Tuesday, March 09, 2010
Justice Stephen Breyer was one of the four dissenting voices in District of Columbia v. Heller (2008), the landmark Supreme Court case ruling that the Second Amendment right to bear arms is an individual right, rather than a collective right, which merely attaches to service in a state militia. On page 35 of his 44 page dissent, Justice Breyer states the following:
“The upshot is that the District’s objectives are compelling; its predictive judgments as to the law’s tendency to achieve those objectives are adequately supported [emphasis mine]; the law does impose a burden upon any self-defense interest that the Amendment seeks to secure; and there is no less clear less restrictive alternative.”Justice Breyer was defending a District of Columbia law that banned handguns altogether as part of a stated objective to reduce violence in the District. The problem with Breyer’s assertion that “predictive judgments as to the law’s tendency to achieve those objectives are adequately supported” is that it’s patently false. Nonetheless, Breyer continues on the final page (p. 44) of his dissent:
“In my view, there simply is no untouchable constitutional right guaranteed by the Second Amendment to keep loaded handguns in the house in crime-ridden urban areas.”The wording of this sentence implies that because crime is high in urban areas the government has an interest in restricting access to handguns. Nothing could be farther from the truth.

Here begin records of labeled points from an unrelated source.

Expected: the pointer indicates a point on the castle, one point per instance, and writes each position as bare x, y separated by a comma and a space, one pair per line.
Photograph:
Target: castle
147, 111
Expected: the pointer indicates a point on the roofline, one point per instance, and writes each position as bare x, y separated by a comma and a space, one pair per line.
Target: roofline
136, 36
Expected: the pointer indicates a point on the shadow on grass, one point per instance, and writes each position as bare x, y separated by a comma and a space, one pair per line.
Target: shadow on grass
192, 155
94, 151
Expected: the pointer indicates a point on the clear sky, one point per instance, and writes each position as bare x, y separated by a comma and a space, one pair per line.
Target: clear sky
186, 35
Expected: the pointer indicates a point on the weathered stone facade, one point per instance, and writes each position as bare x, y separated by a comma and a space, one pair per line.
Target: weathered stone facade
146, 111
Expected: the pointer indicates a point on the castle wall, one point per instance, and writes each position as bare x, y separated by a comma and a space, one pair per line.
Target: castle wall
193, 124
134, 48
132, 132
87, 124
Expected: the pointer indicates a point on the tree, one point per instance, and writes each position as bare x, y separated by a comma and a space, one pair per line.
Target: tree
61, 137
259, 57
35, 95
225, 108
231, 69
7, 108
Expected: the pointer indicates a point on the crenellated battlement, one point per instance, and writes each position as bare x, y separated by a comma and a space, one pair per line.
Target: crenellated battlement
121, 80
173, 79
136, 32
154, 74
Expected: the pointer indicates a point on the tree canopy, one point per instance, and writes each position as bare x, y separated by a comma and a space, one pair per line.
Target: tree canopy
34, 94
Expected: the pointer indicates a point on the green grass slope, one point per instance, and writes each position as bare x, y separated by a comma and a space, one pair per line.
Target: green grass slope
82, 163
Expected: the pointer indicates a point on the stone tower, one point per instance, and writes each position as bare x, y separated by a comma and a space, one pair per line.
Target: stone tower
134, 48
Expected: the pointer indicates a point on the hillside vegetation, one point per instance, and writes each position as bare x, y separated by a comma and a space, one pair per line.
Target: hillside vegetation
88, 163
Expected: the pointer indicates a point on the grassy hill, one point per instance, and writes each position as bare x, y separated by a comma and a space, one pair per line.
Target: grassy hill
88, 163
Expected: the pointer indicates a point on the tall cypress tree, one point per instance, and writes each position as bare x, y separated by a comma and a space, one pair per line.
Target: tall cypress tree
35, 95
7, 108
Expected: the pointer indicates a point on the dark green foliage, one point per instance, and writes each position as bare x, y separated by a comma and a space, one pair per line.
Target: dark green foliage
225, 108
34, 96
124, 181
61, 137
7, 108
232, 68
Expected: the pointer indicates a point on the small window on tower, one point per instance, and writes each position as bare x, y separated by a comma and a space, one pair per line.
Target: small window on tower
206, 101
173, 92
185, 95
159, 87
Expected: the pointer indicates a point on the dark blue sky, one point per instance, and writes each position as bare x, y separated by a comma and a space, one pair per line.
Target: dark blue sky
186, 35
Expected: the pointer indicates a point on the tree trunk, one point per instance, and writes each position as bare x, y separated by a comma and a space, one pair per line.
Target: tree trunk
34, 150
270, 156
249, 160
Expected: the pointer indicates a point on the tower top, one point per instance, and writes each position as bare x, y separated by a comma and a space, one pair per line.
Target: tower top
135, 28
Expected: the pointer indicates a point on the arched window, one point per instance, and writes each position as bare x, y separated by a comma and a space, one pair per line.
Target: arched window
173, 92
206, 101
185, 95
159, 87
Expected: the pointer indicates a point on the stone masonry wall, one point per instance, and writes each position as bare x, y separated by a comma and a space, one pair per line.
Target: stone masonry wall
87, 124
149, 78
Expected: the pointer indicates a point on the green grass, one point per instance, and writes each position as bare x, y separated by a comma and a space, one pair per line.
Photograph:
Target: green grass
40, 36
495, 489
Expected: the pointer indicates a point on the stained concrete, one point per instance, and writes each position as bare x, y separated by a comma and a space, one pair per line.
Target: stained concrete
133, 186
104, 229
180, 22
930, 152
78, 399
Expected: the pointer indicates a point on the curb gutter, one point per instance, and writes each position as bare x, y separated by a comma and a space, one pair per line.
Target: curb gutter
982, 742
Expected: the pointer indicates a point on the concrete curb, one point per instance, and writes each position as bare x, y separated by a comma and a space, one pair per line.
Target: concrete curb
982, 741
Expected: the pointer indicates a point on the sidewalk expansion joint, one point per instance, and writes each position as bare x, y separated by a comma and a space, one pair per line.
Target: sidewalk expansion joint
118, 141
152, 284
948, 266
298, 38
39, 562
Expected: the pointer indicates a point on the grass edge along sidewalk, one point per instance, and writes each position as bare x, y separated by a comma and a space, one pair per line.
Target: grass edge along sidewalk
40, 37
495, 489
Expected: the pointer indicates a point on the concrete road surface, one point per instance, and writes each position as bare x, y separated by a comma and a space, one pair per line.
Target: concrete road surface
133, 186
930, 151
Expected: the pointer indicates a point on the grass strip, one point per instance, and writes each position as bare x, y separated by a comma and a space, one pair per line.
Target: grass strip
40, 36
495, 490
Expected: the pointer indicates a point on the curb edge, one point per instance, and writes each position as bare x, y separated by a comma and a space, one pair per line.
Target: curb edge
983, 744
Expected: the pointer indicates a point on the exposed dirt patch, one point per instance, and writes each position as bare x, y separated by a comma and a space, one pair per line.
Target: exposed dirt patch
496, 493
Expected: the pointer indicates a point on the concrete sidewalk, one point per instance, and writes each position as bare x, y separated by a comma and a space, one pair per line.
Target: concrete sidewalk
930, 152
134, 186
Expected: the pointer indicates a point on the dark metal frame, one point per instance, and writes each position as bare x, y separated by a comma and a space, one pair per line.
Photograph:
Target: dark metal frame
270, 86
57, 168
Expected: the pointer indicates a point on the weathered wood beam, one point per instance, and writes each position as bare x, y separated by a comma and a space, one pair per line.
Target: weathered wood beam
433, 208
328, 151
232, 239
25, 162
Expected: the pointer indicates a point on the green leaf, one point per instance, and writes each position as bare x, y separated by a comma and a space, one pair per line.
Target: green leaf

The Court is often in the position of making a decision by balancing one or more government interests against one or more individual liberty interests. Take, for example, the 1979 case of Delaware v. Prouse, which considered the constitutionality of stopping citizens in roadblocks for brief searches not predicated on probable cause or even individual suspicion.
In the case of the roadblock, the government interest is easily distinguished from the individual liberty interest. The government seeks to advance an interest (reducing highway fatalities associated with drunk driving) by setting these roadblocks. The Court approved the roadblocks by taking into account two individual liberty interests: 1) Demanding that the stops minimize intrusion (by being brief) and 2) Demanding that the stops minimize discretion (by stopping every car, or every other car, or every third, etc.).
In the case of gun bans, distinguishing between the two interests has been more difficult. At first, it was simply assumed that banning handguns would reduce crime. After fifteen years of research and sixteen refereed publications finding a contrary result, it’s time we recognize that high crime in urban areas promotes the individual interest in owning and possessing handguns and in the implementation of “shall issue” concealed carry laws.
Nonetheless, the city of Chicago is defending a law which bans handguns entirely – even for use within one’s home. But the case is being challenged by a plaintiff named Otis McDonald. McDonald is asking the Court to consider the individual right to bear arms affirmed in Heller as binding on all fifty states through the Fourteenth Amendment.
It will be interesting to see how this plays out. The Fourteenth Amendment, ratified in 1868, was a crucial part of the Republican effort to end slavery – even after involuntary servitude had been banned by the Thirteenth Amendment. Back then, Southern Democrats targeted former slaves using vagrancy laws, which made it a crime to “wander without any visible means of support.” After imprisoning the former slave, the Southern Democrat would allow him to work off his fine by picking cotton on a plantation.
These “convict lease systems” were little more than legalized slavery. Thankfully, the Equal Protection clause of the Fourteenth Amendment hastened their extinction.
Today, many African Americans – like plaintiff Otis McDonald – are prisoners in their own homes. Urban violence disproportionately affects them. And any law that makes urban violence worse is a law that denies them Equal Protection.
The year after Justice Breyer lost in his bid to uphold the D.C. gun ban a funny thing happened. The murder rate in D.C. plummeted by 25%. To date, he has not retracted his statement that “predictive judgments as to the law’s tendency to achieve those objectives (reducing violence in D.C.) are adequately supported.”
It is rare to see such a convergence of individual liberty interests and government interests as we have in the McDonald case currently before the Supreme Court. It is rarer still to hear a sanctimonious Justice admitting that his ideas are wrong and that their consequences fall disproportionately on those who dwell in “crime ridden urban areas.”